9

A while ago I wrote an IList extension method to enumerate across part of a list by using the indices. While refactoring I realized a similar query could be performed by calling Skip(toSkip).Take(amount). While benchmarking this I noticed that Skip isn't optimized for IList. With a bit of googling I ended up at a Jon Skeet post, discussing why optimizing methods like Skip is dangerous.

As far as I understand the article, the problem is no exception is thrown in the optimized methods when the collection is modified, but as a comment states the msdn documentation conflicts itself.

In IEnumerator.MoveNext():

If changes are made to the collection, such as adding, modifying, or deleting elements, the enumerator is irrecoverably invalidated and the next call to MoveNext or Reset throws an InvalidOperationException.

In IEnumerator.GetEnumerator():

If changes are made to the collection, such as adding, modifying, or deleting elements, the enumerator is irrecoverably invalidated and its behavior is undefined.

I see merit in both conventions, and am a bit lost whether or not to optimize.

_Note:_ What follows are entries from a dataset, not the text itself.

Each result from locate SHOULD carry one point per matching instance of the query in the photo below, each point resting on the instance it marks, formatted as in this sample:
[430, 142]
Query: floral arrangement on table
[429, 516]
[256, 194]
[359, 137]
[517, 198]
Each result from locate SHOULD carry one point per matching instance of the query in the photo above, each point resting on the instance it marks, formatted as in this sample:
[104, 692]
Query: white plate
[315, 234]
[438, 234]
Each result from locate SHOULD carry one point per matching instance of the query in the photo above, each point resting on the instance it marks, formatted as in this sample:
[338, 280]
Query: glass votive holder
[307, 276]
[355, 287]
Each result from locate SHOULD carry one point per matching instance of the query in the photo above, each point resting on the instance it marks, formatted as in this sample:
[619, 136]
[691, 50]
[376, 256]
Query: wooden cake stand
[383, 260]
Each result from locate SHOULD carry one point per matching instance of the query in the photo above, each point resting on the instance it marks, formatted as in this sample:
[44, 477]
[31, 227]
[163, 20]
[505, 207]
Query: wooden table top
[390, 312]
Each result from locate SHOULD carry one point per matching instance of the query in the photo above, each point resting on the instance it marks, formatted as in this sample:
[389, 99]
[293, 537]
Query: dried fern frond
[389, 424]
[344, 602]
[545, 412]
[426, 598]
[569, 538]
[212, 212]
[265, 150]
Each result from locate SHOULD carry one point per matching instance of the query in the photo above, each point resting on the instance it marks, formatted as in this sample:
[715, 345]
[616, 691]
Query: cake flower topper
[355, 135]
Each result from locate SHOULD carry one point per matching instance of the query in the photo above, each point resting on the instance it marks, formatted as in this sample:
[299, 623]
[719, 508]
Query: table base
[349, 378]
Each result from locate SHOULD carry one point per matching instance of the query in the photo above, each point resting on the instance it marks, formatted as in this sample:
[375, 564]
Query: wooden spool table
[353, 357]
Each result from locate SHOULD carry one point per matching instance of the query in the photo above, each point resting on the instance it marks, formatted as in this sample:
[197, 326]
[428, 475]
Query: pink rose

What is a proper solution? I've been considering an IList.AssumeImmutable() approach along the lines of AsParallel() as mentioned by Kris Vandermotten in the comments. Does any implementation already exist, or is it a bad idea?

Community
  • 1
  • 1
Steven Jeuris
  • 18,274
  • 9
  • 70
  • 161
  • 7
    If Jon concludes it would be a mistake to optimize `Skip` etc, and has a paragraph explaining why... then I'd take that as good reasoning. – Marc Gravell May 02 '11 at 21:12
  • 1
    I think the "undefined" semantics are more pragmatic than the "throws an exception" semantics (even though the latter is more solid), merely because the latter requires every enumerator instance be able to test for modification of the host container. Ugh! – Rafe May 03 '11 at 00:35
  • Jon's point still stands, however. There's nothing to stop you writing an `ItemsInRange(Lo, Hi)` enumerator *without* using `Skip/Take`. – Rafe May 03 '11 at 00:37
  • 1
    @Rafe: I wrote an answer to that effect and deleted it because by symmetry `ItemsInRange` should exist for `IEnumerable` as well and that will throw, so the `IList` version cannot be optimized by Jon's argument. – Rick Sladkey May 03 '11 at 05:11
  • 1
    @Marc: How do we know that Jon was right upon rethinking and not right in the first place? – Gabe May 03 '11 at 05:56

2 Answers2

3

I agree with Rafe that the undefined behavior is more correct. Only versioned collections can throw exceptions and not all collections are versioned (arrays being the largest example). Even versioned collections might misbehave if you make exactly 2^32 changes between calls to MoveNext.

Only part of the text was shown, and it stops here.